With jobless rates still high in the US, and only marginally better in Canada, one of the hardest hit groups is likely to be young students and recent graduates who have only just begun to look for employment.
More young people out of work means more competition for students looking for jobs; so how can a student get an employer’s undivided attention, and more importantly, that seemingly elusive job offer?
“One of the main factors that distinguish people who are succeeding in today’s workplace from those who are struggling in it is how well they understand the need for self promotion and how effective they are at doing it,” says author Ron McGowan in his book How to Find Work in the 21st Century.
Finding work these days is not just about scouring job sites from home; it’s as much about selling yourself, your product or your service, as anything else. The best thing you can do for yourself as a job seeker is learn to communicate – through your résumé, website, the way you dress and speak – that you are the right person for the work. This means having a clear understanding in your mind about what you can contribute and how it will benefit those who “buy” it, and presenting this understanding in your cover letter and résumé, on your website and through the clothing you wear. It also means polishing your presentation and communication skills so that you have the ability to “sell” yourself at any time. Essentially, learning to market yourself is the key to finding work.

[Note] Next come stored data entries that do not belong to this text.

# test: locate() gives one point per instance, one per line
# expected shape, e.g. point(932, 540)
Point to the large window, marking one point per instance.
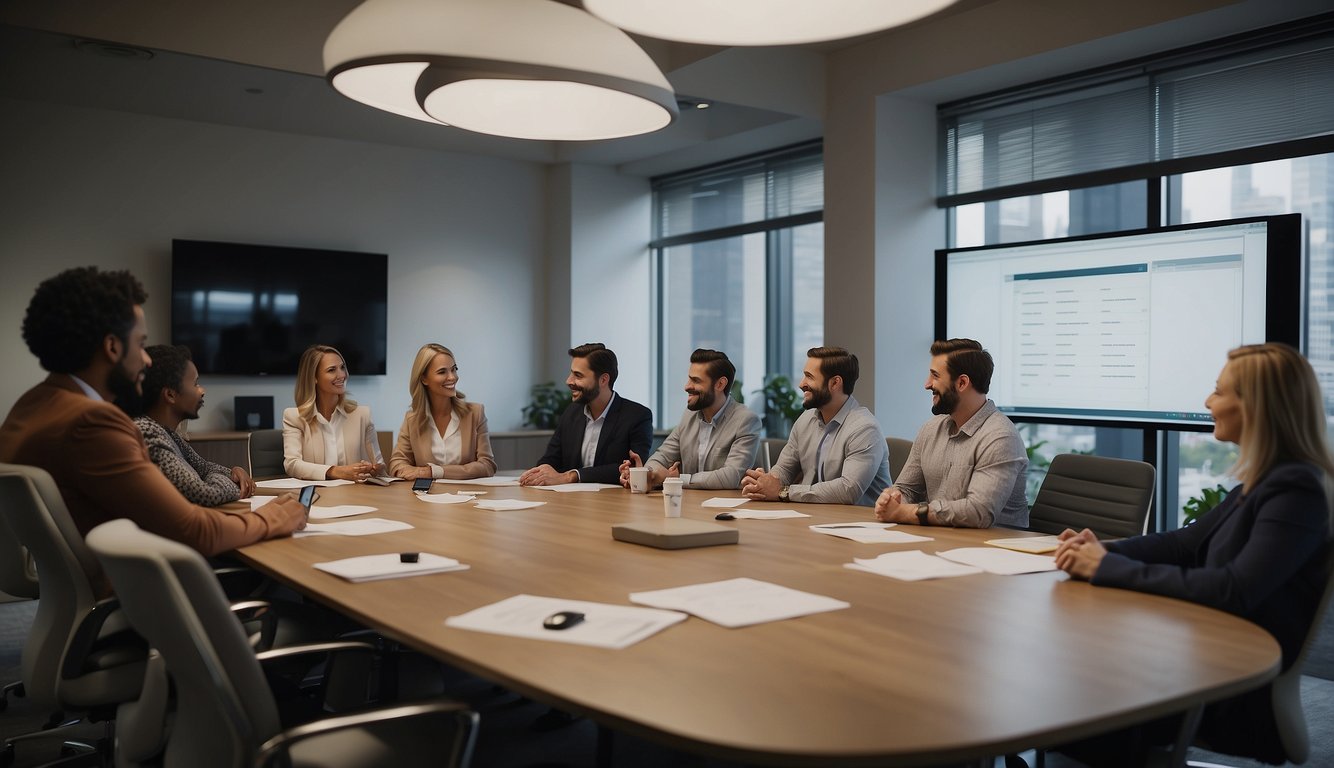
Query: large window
point(1239, 128)
point(739, 267)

It’s not the same [work] place your parents or grandparents worked in and your approach to being successful in it will have to be different from theirs. —Ron McGowan
To be successful, employment seekers also need to understand the changes the workplace is undergoing, and the difference between looking for a job and looking for work. Whereas a “job” used to mean secure, full-time employment, nowadays finding work could mean accepting contract or part-time work instead of a full-time job.
A willingness to look for contract or part-time work might actually put an applicant ahead of the competition. An employer is likely to look at all the candidates and think, “Will this person add something to my business, and will this person make my life easier?” If the applicant is prepared to take whatever kind of work is offered, he or she has an advantage over others.
To get work, some of the old tricks still apply: Employment seekers should become “news hounds,” diligently check job sites, and attend trade shows, conventions and meetings. They should learn to network effectively, and be creative while looking for work.
McGowan stresses, however, that in order to succeed in today’s changing work world, young people looking for employment must master the essential skill of marketing themselves.
“You must understand that your success in today’s workplace is tied directly to how effective you are at self-promotion,” he says.